Finding itself bound by its prior decision in this felony child abuse case, the Court of Appeals rejected the defendant’s argument that the trial court committed plain error by improperly instructing the jury on the definition of the term “sexual act.” The defendant was charged under G.S. 14-318.4(a2). That statute does not define the term “sexual act” as used in the proscribed offense. That term is however defined in a separate subchapter of the General Statutes—G.S. 14-27.20(4)--to include various forms of sexual activity but excluding vaginal intercourse. The court noted that in two earlier cases--State v. Lark, 198 N.C. App. 82 (2009), and State v.

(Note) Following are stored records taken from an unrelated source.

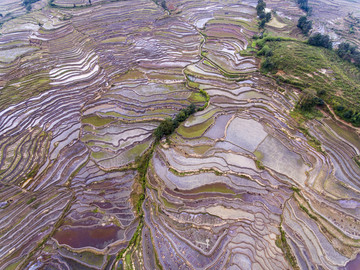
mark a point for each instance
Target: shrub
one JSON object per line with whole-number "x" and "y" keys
{"x": 320, "y": 40}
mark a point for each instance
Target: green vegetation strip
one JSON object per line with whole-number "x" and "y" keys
{"x": 166, "y": 128}
{"x": 320, "y": 73}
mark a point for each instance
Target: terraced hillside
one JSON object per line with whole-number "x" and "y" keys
{"x": 238, "y": 185}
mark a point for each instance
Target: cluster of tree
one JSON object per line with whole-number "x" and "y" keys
{"x": 348, "y": 115}
{"x": 349, "y": 53}
{"x": 304, "y": 24}
{"x": 320, "y": 40}
{"x": 168, "y": 125}
{"x": 309, "y": 101}
{"x": 264, "y": 16}
{"x": 304, "y": 5}
{"x": 27, "y": 4}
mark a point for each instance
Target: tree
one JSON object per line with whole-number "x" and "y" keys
{"x": 320, "y": 40}
{"x": 260, "y": 8}
{"x": 268, "y": 17}
{"x": 304, "y": 25}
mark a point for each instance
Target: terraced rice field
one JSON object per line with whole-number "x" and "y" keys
{"x": 236, "y": 186}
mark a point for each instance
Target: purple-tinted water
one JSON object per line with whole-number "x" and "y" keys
{"x": 354, "y": 264}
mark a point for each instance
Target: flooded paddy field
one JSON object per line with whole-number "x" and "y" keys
{"x": 236, "y": 186}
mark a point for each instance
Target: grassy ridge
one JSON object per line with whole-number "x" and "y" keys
{"x": 318, "y": 72}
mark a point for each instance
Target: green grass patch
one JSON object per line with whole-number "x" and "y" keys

Stokes, 216 N.C. App. 529 (2011)--it had applied the definition of sexual act found in G.S. 14-27.20(4) to felony child abuse without explaining why it did so. Then, in State v. McClamb, 234 N.C. App. 753 (2014), the court squarely addressed the question of whether the term sexual act as used in the child abuse statute included vaginal intercourse. McClamb distinguished Stokes, explaining that it only addressed the issue of digital penetration and did not hold that the definition of sexual act in the child abuse statute excludes vaginal intercourse. McClamb also distinguished Lark, explaining that it was limited to an analysis of fellatio as a sexual act. The court addressed the issue again in State v. Alonzo, __ N.C. App. __, __, 819 S.E.2d 584, 587 (2018). That decision noted a conflict between McClamb, Stokes, and Lark, and applying In re Civil Penalty, 324 N.C. 373 (1989), declined to follow McClamb, concluding that it was bound by the earlier Lark decision. Because the state Supreme Court later stayed the mandate in Alonzo, that case does not yet have any precedential effect. The court declined the defendant’s invitation to adopt the same reasoning applied in Alonzo and conclude that McClamb is not good law, finding that In re Civil Penalty “does not empower us to overrule precedent in this way.” It explained: 

In re Civil Penalty stands for the proposition that, where a panel of this Court has decided a legal issue, future panels are bound to follow that precedent. This is so even if the previous panel’s decision involved narrowing or distinguishing an earlier controlling precedent—even one from the Supreme Court—as was the case in In re Civil Penalty. Importantly, In re Civil Penalty does not authorize panels to overrule existing precedent on the basis that it is inconsistent with earlier decisions of this Court.

The court went on to note that the Supreme Court has authorized it to disregard its own precedent in certain rare situations, such as when two lines of irreconcilable precedent developed independently. But this is not such a case. The court concluded that under In re Civil Penalty it must follow McClamb “because it is the most recent, controlling case addressing the question.” Thus, the trial court’s instructions were not erroneous.